Born in the Soviet Union and shaped by its muted oppression, Sanadze drew from toppled monuments, icons her family barely survived, to create sculptures that dissect, not glorify. In Melbourne, she placed these alongside the detritus of Western consumerism, discarded polystyrene signs and festival debris, pedestals for fallen idols of a defunct utopia. Stalin slumps in a shopping mall; Lenin collapses into party props. Power here is tired. These works do not rage; they exhale.
Emerging from memory and intuition, they collide histories. One dense with ideological violence, the other hollow and disposable, revealing the surreal poetry of collapse. Referencing Brancusi’s studio, Sanadze freezes her own, suspended mid-gesture on that October day. Marble-like polystyrene mocks permanence, turning monument into fragile theatre prop.
Within this tension lies satire and sorrow. These are sculptural elegies for lost futures, silenced histories, and truths too dangerous to speak. Some pieces became theatre sets, blurring collapse and performance into a dreamlike mise-en-scène where power and illusion dissolve.
No longer shouting from plinths, these sculptures whisper through decay and displacement. Collapse is slow erosion, arriving disguised in the language of virtue and consensus.
We are told socialism was a noble dream corrupted by villains. History says otherwise: erased cultures, crushed dissent, millions silenced in utopia’s name. No reckoning came; the past slipped through history’s fingers, reborn, more dangerous, still righteous.
This exhibition began as a reckoning with the past, but the past is not done with us.

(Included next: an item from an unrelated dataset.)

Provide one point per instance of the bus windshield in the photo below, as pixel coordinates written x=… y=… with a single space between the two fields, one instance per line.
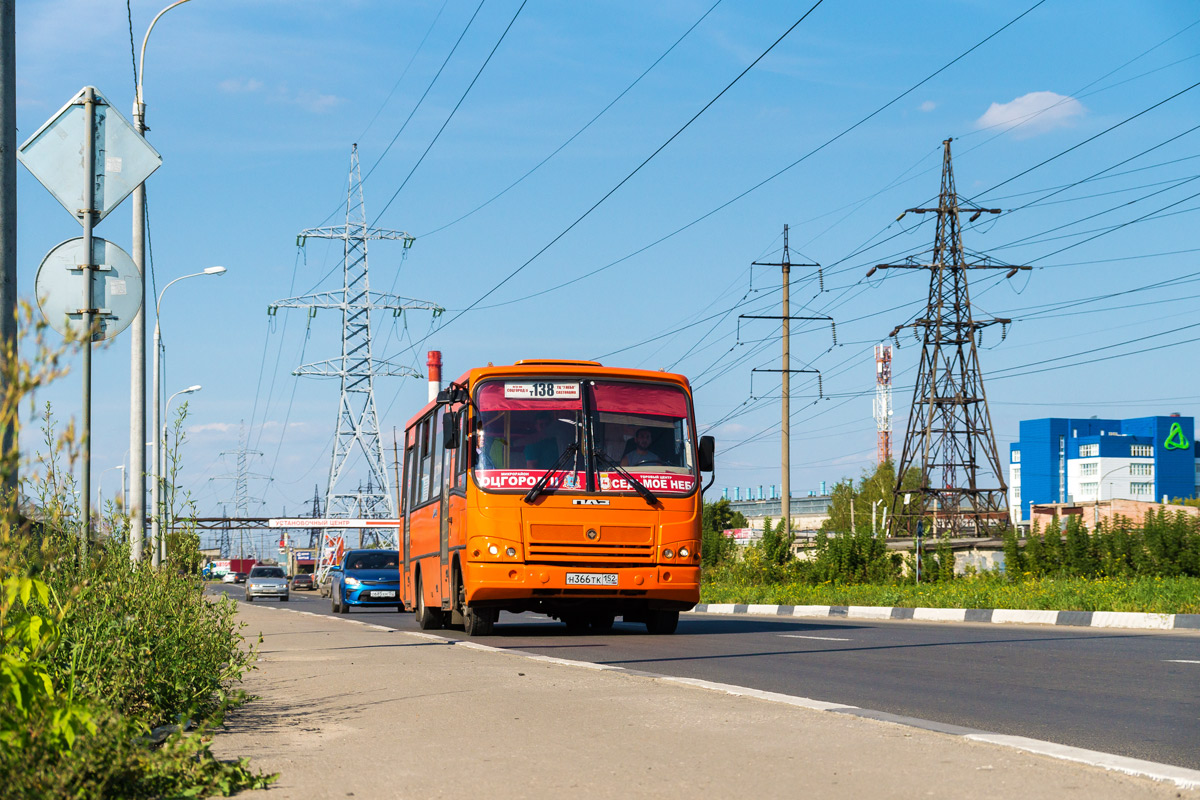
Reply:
x=526 y=427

In recent years, Sanadze faced new repression, not from a state, but the cultural sphere, ideological control cloaked in justice, demanding obedience. Her critique became a mirror, and for holding it up, she was exiled by those who once claimed to support her.
This show is both document and defiance, a resurrection on her own terms. Cast out by institutions, Sanadze reclaims her voice in Goldstone Gallery, a space she co-founded for truth-telling.
Presented alongside Chinese dissident artist Badiucao’s solo show opening the following week, Collapsed Utopias – Works Interrupted confront ideological control by governments or cultural gatekeepers. Both live in exile: one literal, one professional. Their work refuses consensus, standing up, speaking out, and showing up, defiant and unflinching.
In a time when dissent is punished and speech policed, Collapsed Utopias – Works Interrupted insists on speaking urgently and without permission.